It was a great night in Lawrence, and the whole town was there to watch Iowa State and Kansas U. meet in their rubber match

Gil Hennenfent and Roger Westman are sophomores at Iowa State University at Ames and, like all State students these days, intense basketball fans. Along with other Staters last week, they were disappointed to learn that the Saturday night game with Kansas at Lawrence, some 250 miles away on the Kaw River, had been a sellout for weeks and there were no tickets for Iowa students.

The rest of the Ames undergraduates met the challenge by raising $2,100 to pay line charges from Lawrence so the game could be telecast by their local station, but this did not satisfy Hennenfent and Westman. Early Saturday morning they started hitchhiking to Lawrence, made it by 2 in the afternoon. Still without tickets, they found an open door in the Kansas Field House, slipped in and eluded uniformed guards and ushers all afternoon.

That night, they and 17,000 others present, plus the thousands who watched on television, saw an immensely exciting game. Only two men, however, were fully aware that in addition to a game the final act in a psychological drama was being played out before them. They were Kansas Coach Dick Harp and State Coach Bill Strannigan.
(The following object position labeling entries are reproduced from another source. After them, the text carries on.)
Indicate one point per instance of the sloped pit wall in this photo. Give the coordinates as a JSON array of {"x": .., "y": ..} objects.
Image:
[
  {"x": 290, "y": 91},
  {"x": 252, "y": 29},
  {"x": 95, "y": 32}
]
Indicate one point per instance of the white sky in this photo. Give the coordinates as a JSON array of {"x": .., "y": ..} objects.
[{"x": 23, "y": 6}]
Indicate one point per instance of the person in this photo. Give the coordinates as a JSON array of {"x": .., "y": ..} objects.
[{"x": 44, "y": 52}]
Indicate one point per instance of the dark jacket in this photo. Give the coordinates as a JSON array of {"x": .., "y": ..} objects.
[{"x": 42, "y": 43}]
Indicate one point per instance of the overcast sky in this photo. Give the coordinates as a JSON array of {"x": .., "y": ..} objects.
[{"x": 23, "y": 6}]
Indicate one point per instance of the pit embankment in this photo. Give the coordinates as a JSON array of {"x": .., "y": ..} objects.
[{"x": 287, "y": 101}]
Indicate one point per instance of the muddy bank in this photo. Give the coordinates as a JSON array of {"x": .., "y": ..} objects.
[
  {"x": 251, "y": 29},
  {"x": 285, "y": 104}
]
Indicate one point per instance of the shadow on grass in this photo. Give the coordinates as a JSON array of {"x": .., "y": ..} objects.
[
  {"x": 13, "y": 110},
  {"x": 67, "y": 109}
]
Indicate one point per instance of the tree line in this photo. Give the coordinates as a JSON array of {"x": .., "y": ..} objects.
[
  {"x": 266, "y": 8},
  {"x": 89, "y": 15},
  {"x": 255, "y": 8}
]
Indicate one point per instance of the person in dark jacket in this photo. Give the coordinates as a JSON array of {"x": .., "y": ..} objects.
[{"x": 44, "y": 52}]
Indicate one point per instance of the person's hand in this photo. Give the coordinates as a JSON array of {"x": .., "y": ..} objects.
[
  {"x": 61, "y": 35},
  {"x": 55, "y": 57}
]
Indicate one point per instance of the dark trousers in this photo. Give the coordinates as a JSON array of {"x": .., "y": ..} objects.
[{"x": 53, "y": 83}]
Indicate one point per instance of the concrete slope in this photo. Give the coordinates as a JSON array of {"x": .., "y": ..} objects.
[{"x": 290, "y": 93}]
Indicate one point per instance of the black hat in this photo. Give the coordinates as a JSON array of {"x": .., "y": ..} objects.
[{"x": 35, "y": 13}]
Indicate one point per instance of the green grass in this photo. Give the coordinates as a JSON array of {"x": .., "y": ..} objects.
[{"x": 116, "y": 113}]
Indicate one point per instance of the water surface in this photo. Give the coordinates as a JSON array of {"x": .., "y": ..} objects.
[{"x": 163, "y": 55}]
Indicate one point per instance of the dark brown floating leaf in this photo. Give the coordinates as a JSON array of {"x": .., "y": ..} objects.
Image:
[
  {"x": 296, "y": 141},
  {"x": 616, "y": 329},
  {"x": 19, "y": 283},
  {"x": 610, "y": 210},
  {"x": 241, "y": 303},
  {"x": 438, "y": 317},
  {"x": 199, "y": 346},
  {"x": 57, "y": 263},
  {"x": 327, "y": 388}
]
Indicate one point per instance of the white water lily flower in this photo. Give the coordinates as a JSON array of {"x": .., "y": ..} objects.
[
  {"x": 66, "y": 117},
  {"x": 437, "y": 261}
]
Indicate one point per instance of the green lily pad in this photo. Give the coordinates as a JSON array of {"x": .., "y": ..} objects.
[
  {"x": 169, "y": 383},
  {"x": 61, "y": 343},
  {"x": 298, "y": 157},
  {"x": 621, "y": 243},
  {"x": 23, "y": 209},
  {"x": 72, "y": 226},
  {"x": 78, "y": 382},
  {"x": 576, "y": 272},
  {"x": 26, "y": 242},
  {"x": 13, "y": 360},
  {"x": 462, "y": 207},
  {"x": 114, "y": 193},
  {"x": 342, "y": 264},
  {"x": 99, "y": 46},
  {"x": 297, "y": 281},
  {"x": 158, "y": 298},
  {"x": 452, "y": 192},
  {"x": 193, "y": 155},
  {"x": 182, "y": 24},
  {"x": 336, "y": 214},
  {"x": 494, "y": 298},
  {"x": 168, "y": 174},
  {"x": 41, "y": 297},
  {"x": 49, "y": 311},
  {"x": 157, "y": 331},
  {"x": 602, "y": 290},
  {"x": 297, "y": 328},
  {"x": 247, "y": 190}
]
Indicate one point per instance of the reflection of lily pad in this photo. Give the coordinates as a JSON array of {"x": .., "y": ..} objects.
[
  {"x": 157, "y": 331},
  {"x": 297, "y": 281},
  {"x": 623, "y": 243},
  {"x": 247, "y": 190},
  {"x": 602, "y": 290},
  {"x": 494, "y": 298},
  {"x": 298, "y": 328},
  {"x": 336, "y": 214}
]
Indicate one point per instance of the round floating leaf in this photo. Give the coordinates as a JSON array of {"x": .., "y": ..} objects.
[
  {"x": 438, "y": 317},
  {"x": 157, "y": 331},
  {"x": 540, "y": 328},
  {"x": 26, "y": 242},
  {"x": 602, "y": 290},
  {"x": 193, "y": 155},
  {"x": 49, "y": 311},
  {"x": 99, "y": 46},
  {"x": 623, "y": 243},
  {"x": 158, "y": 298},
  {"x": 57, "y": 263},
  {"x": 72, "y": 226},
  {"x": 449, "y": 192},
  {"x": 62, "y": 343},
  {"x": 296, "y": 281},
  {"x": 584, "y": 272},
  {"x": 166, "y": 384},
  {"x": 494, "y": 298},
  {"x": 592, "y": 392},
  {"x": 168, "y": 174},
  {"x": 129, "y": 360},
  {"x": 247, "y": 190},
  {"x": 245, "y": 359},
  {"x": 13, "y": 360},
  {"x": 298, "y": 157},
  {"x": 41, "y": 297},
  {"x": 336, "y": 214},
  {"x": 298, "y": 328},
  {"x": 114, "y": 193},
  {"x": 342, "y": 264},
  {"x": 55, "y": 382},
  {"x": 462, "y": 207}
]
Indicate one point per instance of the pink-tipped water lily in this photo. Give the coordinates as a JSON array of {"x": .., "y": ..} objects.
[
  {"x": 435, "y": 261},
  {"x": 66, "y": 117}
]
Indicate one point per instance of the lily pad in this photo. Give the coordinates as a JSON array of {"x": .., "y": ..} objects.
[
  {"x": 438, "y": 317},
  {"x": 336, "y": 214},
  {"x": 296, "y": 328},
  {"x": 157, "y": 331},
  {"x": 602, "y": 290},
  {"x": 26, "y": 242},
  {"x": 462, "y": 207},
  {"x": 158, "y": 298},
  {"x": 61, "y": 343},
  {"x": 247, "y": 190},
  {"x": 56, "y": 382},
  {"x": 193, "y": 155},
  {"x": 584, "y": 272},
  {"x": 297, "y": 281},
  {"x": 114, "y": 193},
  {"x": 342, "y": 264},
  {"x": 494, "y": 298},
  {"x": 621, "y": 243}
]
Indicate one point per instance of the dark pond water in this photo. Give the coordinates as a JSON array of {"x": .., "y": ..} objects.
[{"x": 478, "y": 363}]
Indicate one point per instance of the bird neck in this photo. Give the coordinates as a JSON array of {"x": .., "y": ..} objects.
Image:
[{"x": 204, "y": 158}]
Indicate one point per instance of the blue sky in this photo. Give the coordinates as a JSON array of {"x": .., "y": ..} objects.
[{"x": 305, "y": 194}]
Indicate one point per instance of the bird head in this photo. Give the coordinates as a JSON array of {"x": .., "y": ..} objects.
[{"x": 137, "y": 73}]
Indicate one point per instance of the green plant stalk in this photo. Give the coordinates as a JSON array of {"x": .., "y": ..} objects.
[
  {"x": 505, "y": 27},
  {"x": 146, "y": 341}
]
Two weeks earlier, State had beaten Kansas by one point, on a last-second jump shot by Center Don Medsker. It was a victory in which the whole team shared, including Assistant Coach Bob Lamson, who had literally dreamed up a defensive strategy (SI, Jan. 28) to contain Kansas' giant Wilt Chamberlain. That defeat, only one of the season for Kansas, highlighted Dick Harp's difficulties. The first was a season-long tendency by his team to play at considerably less than full effort, trusting, as he put it, "to the Big Fellow to pull them through somehow." The Big Fellow of course is Chamberlain, and he had indeed saved Kansas up to that time. But he had to miss at least once, and when he did the letdown was hard.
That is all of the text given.